Students completing this course will be able to:

  • Interpret materials processing and characterization data as learning problems.
  • Build ML pipelines for microstructure analysis, process prediction, and spectral data.
  • Understand the physics of data formation to avoid common ML pitfalls.
  • Evaluate generalization, robustness, and uncertainty in experimental ML models.
  • Apply Gaussian Processes and neural networks as surrogate models.
  • Integrate physical constraints into ML workflows.
  • Critically assess claims about ML in materials processing and characterization.

1.5 Lab Possibilities

  • Microscopy datasets: noise, metadata, units, and artifacts.
  • Fourier inspection of SEM/TEM images.
  • Broken vs correct ML pipelines (data leakage case studies).
  • Feature extraction vs learned representations.
  • Fine-tuning pretrained CNNs on microstructures.
  • Process–property regression with uncertainty.
  • GP-based process maps.
  • Spectral decomposition (NMF) of EELS/XRD data.
  • ML-assisted autofocus or EBSD pattern classification.
  • Multi-modal fusion of images, spectra, and process parameters.
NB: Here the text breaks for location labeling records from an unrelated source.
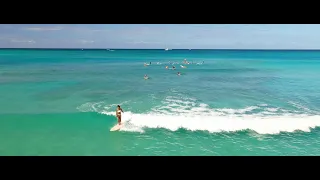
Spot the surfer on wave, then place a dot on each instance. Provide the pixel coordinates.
(118, 114)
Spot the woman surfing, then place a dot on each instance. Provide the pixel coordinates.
(118, 114)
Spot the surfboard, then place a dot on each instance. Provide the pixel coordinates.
(116, 127)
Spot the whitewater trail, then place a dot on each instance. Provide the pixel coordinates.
(182, 112)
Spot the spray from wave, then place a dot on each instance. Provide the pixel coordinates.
(182, 112)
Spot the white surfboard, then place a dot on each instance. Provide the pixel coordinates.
(116, 127)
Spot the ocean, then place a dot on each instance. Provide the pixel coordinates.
(224, 103)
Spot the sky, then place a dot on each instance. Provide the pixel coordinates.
(161, 36)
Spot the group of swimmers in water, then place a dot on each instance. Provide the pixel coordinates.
(119, 110)
(173, 67)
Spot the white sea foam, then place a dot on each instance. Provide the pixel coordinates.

Summary: This unit explores the cutting edge of Autonomous Characterization, where machine learning moves from passive data analysis to active instrument control. We introduce Multi-Modal Data Fusion techniques to combine information from diverse sensors like SEM images, EDS spectra, and process logs using Bayesian frameworks. We then discuss Reinforcement Learning (RL) as a tool for automating complex laboratory tasks, such as instrument tuning and process optimization. Through case studies in microscopy and industrial processing, students learn how to build integrated pipelines that can autonomously find, characterize, and decide the next steps of an experiment.

References

Sandfeld, Stefan. 2024. Materials Data Science: Introduction to Data Mining, Machine Learning, and Data-Driven Predictions for Materials Science and Engineering. Springer Nature.